My readers might not suspect it, but I am quite fond of a lot aspects of modern liberal culture. I listen to NPR with enthusiasm. My favorite Washington D.C. neighborhood is the Gay enclave around DuPont Circle. I like sushi. I also think that being able to rent a bicycle for a modest fee and peddle all over Paris sounds like a smashing idea, if ever I get to Paris. I would love to have something like that available in D.C. or maybe New Orleans.
Well, the French have such a thing, and they call it Vélib'. For a Euro a day you can rent one and ride it about, then turn it in at the nearest station. For about 43 bucks you can get a year's pass. That's the solution to global warming, and maybe burning off a few pounds of bread and fine wine.
Unfortunately, Vélib' has enemies, as the New York Times reports:
Many of the specially designed bikes, which cost $3,500 each, are showing up on black markets in Eastern Europe and northern Africa. Many others are being spirited away for urban joy rides, then ditched by roadsides, their wheels bent and tires stripped.
With 80 percent of the initial 20,600 bicycles stolen or damaged, the program's organizers have had to hire several hundred people just to fix them. And along with the dent in the city-subsidized budget has been a blow to the Parisian psyche.
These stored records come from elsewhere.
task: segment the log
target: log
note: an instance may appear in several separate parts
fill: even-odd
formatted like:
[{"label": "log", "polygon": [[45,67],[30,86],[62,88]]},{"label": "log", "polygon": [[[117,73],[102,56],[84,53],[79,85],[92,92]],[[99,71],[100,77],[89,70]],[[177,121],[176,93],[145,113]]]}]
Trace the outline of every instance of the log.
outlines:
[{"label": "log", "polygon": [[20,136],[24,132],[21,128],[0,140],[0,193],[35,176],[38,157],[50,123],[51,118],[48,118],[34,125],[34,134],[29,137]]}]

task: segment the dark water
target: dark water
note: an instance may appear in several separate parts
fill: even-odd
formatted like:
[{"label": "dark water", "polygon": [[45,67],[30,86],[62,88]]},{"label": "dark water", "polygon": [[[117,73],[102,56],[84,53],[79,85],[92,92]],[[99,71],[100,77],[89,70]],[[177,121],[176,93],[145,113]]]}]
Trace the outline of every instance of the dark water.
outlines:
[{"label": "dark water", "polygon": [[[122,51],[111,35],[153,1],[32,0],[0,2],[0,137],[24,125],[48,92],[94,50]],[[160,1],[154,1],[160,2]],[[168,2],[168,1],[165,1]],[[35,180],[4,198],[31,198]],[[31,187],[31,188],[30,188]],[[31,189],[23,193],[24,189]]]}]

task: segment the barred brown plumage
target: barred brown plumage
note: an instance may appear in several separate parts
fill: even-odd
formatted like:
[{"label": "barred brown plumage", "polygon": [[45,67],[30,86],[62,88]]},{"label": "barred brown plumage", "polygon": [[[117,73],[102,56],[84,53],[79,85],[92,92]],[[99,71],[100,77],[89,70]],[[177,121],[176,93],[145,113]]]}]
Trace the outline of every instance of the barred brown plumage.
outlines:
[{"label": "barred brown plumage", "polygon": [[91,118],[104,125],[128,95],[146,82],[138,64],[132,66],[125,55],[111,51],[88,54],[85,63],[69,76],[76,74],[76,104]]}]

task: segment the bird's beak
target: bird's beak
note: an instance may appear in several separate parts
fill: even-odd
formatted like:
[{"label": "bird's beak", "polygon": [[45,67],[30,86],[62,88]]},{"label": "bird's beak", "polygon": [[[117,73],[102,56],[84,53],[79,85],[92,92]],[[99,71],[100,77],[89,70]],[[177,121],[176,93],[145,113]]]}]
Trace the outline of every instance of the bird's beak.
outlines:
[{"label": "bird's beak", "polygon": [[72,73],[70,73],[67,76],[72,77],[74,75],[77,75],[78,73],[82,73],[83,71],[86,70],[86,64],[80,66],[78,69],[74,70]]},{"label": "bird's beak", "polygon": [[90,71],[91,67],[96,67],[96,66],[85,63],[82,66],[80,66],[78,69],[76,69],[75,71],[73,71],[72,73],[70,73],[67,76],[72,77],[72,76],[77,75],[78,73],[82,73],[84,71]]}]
Eighty percent! Theft is one thing. Vandalism is quite another. The anti-Vélib' activism is partly a result of the social decay in France. In a nation where a favorite activity of the youth, and especially of the immigrant youth, is to set cars on fire, what do you expect? But it appears that the vandalism has political backing.
Bruno Marzloff, a sociologist who specializes in transportation, said, "One must relate this to other incivilities, and especially the burning of cars," referring to gangs of immigrant youths burning cars during riots in the suburbs in 2005.
He said he believed there was social revolt behind Vélib' vandalism, especially for suburban residents, many of them poor immigrants who feel excluded from the glamorous side of Paris.
"It is an outcry, a form of rebellion; this violence is not gratuitous," Mr. Marzloff said. "There is an element of negligence that means, 'We don't have the right to mobility like other people, to get to Paris it's a huge pain, we don't have cars, and when we do, it's too expensive and too far.' "
This kind of "social revolt" shows the limits of the modern welfare state. It is difficult to see how a modern welfare state can be much more generous than that of France. Moreover, the welfare state in France has effectively locked out a lot of people, and especially immigrants, from the productive economy. And so a simple if rather expensive vehicle, meant to save the world from global warming, becomes a target of barbarians. I like a lot of liberal culture. I am just not sure it's sustainable.